Iran's changing population policy

Marcus Roberts
June 18, 2020
Reproduced with Permission
Demography

Iran went through a baby boom in the 1980s. This was in the aftermath of the revolution in 1979 and while the country was in the midst of a war that would leave at least a third of a million of its people dead. Families were encouraged to strengthen Iran by producing "soldiers for Islam" and they did so in large numbers. During the 1980s the total fertility rate (the number of children the average Iranian woman had) was between five and seven.

Then the country's rulers backtracked. Suddenly, having many children was seen as a strain on resources and as leading to high unemployment. The official slogans changed to "Two children is enough" and "Fewer kids, better life". Vasectomies were subsidised, condoms were handed out for free, other contraceptives were made cheaper, and there was an emphasis on sex education and family planning. These policies were successful: they drastically reduced fertility to below the replacement rate (2.1 children per woman) by 2011.
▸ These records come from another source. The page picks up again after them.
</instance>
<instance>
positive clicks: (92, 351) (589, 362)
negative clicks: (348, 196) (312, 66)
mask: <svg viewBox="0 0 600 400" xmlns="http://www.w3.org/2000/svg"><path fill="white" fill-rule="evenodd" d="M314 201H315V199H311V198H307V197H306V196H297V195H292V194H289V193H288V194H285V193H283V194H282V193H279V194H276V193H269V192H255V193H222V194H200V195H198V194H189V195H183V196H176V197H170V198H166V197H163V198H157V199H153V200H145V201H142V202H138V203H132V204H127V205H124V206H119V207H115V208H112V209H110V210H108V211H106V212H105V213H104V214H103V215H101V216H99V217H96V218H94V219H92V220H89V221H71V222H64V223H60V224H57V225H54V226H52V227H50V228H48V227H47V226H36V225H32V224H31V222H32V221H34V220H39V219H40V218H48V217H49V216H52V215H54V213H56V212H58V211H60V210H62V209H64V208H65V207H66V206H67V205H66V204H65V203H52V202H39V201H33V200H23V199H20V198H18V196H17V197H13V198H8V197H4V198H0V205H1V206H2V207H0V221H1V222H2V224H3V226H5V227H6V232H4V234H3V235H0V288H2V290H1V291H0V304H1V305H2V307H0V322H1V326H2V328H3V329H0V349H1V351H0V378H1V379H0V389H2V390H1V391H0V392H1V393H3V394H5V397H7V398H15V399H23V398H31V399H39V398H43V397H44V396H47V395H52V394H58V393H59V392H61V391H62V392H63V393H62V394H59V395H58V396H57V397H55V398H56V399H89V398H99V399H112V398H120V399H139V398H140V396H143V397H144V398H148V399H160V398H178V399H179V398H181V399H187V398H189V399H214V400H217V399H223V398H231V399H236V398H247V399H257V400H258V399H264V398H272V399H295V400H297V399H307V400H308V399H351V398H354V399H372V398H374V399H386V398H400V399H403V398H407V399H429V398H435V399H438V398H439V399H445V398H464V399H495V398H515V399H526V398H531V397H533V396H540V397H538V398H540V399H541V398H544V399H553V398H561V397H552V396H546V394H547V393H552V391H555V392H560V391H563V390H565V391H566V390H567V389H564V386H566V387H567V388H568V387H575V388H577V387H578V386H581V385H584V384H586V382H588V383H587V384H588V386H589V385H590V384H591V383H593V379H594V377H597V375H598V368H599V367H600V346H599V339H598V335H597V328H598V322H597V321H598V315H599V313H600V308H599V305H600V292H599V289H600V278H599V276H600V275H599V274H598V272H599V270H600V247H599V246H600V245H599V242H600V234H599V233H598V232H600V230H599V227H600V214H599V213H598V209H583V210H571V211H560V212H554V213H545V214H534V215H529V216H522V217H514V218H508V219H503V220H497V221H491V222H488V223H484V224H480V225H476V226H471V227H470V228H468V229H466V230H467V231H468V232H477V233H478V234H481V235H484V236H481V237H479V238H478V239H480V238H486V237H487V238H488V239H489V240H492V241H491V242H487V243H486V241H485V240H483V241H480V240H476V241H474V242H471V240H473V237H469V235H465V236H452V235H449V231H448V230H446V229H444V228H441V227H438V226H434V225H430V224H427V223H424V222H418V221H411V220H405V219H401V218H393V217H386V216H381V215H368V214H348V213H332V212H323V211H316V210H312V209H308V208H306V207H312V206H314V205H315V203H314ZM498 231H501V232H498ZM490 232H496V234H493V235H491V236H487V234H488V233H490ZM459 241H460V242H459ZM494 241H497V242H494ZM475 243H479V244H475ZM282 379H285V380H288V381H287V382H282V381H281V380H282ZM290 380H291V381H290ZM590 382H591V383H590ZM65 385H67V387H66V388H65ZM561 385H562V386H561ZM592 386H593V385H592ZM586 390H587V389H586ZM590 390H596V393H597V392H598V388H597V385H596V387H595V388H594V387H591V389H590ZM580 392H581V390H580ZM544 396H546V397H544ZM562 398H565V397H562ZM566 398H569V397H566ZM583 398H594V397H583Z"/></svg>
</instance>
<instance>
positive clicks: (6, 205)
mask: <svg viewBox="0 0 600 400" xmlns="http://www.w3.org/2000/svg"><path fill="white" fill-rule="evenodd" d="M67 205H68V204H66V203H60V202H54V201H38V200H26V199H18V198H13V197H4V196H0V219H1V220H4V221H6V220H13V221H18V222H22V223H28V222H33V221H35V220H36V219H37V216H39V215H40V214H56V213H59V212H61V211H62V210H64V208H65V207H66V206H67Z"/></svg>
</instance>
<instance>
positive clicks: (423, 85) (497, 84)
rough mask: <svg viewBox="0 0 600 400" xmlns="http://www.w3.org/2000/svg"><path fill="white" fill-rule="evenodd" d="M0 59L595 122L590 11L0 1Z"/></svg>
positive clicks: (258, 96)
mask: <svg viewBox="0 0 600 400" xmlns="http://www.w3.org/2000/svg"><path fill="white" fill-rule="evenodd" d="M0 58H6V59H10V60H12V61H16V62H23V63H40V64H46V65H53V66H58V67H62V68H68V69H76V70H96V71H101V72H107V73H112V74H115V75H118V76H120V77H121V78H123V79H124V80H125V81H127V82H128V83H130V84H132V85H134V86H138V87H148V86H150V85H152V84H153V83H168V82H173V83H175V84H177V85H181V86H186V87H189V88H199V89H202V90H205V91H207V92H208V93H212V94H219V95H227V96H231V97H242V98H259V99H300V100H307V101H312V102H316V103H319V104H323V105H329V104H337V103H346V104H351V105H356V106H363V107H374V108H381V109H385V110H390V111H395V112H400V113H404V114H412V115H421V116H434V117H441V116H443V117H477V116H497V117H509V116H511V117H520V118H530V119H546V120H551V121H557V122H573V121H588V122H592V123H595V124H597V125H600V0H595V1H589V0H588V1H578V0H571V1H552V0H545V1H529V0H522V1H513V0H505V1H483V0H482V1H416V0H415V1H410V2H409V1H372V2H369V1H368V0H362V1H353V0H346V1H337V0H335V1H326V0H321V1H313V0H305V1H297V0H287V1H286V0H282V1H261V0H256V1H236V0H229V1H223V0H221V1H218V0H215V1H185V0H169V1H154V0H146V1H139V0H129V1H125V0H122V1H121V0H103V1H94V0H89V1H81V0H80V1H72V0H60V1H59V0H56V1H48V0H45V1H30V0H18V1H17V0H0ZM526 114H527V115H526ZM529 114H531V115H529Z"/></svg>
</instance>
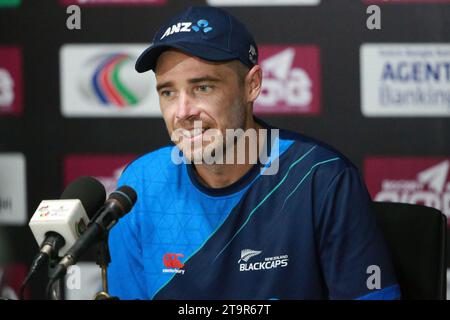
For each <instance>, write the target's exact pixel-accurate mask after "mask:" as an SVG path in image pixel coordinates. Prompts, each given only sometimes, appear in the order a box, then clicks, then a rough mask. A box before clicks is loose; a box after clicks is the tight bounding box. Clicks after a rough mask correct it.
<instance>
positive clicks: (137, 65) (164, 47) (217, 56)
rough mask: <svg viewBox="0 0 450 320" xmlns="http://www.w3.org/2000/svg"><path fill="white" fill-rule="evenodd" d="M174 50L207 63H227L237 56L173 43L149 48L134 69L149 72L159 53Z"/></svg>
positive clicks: (235, 58)
mask: <svg viewBox="0 0 450 320" xmlns="http://www.w3.org/2000/svg"><path fill="white" fill-rule="evenodd" d="M171 48H175V49H178V50H180V51H182V52H185V53H187V54H191V55H193V56H196V57H199V58H201V59H204V60H208V61H227V60H233V59H236V58H237V57H238V56H237V55H236V54H233V53H231V52H227V51H224V50H223V49H217V48H214V47H211V46H208V45H199V44H198V43H197V44H193V43H189V42H181V41H180V42H174V43H165V44H159V45H156V46H150V47H148V48H147V49H145V50H144V52H142V53H141V55H140V56H139V58H138V59H137V60H136V65H135V69H136V71H137V72H139V73H142V72H146V71H149V70H153V71H154V70H155V67H156V61H157V60H158V57H159V56H160V54H161V53H163V52H164V51H165V50H167V49H171Z"/></svg>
Today the fertility rate in Iran is 1.7 and the the average Iranian woman has her first child at the age of 29 (in the US it is 26). The poor economic outlook has led many young people to delay getting married and having a family and birth rates have continued to fall. This means that the country is rapidly ageing. On current trends, by 2050 over a third of the country will be over the age of 60.
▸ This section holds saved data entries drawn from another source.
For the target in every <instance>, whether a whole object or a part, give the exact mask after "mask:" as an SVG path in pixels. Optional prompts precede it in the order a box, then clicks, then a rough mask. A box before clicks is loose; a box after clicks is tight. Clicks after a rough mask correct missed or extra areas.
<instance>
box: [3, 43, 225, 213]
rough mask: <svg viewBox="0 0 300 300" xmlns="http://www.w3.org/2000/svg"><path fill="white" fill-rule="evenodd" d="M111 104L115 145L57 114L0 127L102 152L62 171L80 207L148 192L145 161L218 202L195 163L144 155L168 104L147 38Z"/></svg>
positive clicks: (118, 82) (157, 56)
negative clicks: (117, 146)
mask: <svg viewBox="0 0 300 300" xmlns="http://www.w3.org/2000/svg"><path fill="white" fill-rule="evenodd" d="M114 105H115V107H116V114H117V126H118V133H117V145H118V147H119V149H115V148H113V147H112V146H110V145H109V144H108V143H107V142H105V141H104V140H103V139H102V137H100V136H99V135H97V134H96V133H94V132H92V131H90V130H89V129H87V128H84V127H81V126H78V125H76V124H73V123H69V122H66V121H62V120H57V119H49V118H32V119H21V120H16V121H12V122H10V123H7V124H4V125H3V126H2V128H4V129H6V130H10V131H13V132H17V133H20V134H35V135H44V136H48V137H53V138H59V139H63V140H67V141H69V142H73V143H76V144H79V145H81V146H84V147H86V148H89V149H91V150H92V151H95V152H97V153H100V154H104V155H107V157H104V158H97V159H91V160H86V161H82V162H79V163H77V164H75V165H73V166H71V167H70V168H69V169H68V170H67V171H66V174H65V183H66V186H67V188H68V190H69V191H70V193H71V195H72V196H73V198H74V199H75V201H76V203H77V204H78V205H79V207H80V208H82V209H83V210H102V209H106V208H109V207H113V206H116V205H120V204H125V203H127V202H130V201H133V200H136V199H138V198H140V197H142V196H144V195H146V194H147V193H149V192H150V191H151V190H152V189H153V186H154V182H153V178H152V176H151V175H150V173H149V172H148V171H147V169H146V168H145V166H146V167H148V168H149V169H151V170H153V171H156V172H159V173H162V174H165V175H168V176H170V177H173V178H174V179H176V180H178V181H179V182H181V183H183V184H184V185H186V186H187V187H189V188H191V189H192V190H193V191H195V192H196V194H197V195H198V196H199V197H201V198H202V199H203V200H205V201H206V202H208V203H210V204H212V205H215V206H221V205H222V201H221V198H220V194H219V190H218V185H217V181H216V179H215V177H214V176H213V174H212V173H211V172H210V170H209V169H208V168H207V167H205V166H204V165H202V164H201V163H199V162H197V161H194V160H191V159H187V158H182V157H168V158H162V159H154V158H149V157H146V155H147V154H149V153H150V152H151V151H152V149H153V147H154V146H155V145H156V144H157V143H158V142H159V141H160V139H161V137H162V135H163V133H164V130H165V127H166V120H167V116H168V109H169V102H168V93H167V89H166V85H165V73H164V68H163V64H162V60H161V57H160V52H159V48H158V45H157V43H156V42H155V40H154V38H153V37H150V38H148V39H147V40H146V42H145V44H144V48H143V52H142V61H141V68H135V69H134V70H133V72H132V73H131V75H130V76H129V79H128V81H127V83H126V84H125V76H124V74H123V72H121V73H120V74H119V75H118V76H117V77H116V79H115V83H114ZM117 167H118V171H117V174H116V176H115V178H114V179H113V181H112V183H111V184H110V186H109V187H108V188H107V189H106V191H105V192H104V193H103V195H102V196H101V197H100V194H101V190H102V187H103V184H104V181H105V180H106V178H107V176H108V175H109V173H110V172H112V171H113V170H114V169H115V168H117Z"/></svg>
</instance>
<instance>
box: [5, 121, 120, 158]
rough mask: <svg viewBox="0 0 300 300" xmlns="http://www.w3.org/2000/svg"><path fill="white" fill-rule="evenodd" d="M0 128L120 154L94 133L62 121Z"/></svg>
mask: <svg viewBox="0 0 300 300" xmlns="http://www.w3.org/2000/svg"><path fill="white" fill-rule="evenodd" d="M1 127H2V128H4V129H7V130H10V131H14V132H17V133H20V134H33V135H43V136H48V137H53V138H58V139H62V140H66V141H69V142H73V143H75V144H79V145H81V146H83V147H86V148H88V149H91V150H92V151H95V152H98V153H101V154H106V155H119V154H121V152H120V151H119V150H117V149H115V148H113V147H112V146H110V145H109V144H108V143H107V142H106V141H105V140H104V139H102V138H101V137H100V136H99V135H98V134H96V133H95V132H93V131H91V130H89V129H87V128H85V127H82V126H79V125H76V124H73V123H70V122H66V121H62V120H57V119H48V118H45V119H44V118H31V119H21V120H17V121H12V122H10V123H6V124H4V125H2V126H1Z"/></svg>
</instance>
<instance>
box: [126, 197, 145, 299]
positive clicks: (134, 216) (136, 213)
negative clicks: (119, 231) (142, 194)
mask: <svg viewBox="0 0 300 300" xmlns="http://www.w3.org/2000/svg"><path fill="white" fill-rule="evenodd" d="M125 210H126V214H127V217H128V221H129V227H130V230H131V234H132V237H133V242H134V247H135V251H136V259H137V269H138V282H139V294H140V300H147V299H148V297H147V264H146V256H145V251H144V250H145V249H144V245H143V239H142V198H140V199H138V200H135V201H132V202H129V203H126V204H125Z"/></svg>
So now the propaganda has to change again. The supreme leader, Ayatollah Ali Khamenei, is exhorting Iranians to have more children, for at least a decade. In 2013 a number of reforms, including extending maternity leave and giving fathers two weeks off upon the birth of a child, were introduced. Access to family planning services were limited, the number of infertility clinics was increased and the official advice was that it was safe to have children every 18 to 24 months (rather than the earlier advice of three to five years).
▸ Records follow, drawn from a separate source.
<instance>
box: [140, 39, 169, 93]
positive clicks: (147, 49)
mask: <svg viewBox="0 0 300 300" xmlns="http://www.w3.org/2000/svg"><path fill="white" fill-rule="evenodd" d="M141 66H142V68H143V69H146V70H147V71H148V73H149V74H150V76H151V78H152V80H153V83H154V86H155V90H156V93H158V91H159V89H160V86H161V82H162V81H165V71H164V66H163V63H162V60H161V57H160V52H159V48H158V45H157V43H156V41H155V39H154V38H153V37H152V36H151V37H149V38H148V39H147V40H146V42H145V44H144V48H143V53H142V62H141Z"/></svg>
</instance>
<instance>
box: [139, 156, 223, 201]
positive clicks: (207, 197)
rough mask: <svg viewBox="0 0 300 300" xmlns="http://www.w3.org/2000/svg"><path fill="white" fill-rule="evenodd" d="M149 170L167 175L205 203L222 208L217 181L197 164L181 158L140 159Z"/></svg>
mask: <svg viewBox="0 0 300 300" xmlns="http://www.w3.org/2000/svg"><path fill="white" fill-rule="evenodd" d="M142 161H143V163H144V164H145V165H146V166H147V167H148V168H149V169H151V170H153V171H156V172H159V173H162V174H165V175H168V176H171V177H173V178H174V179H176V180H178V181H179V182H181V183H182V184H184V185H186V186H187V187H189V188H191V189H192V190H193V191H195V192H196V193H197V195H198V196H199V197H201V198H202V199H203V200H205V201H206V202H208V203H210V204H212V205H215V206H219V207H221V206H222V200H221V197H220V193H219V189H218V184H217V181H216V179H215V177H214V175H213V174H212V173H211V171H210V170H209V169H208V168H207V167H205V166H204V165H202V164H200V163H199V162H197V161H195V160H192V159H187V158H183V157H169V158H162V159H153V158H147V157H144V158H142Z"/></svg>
The birth rate is again being raised as a national security issue and foreign enemies have been blamed for engineering the decline. Khamenei has argued that the falling birth rate is due to imported western thinking and has said that the country of 80 million should aspire to a population nearly twice that size.

To this end, according to the Guardian , Iran's state hospitals and clinics are no longer performing vasectomies or giving out contraceptives . Family planning procedures and products would still be available from pharmacies and private hospitals and also in public hospitals when the woman's life is at risk.

The policy changes will probably have some effect on the TFR, but I wonder if they will be the silver bullet to halt and even reverse the sliding Iranian fertility rate. I think that the economic and societal changes that have reduced the fertility rate in Iran and around much of the world are probably too ingrained for Iran to see a dramatic turnaround. Like so many other countries, Iran is facing drastic population ageing in the decades ahead.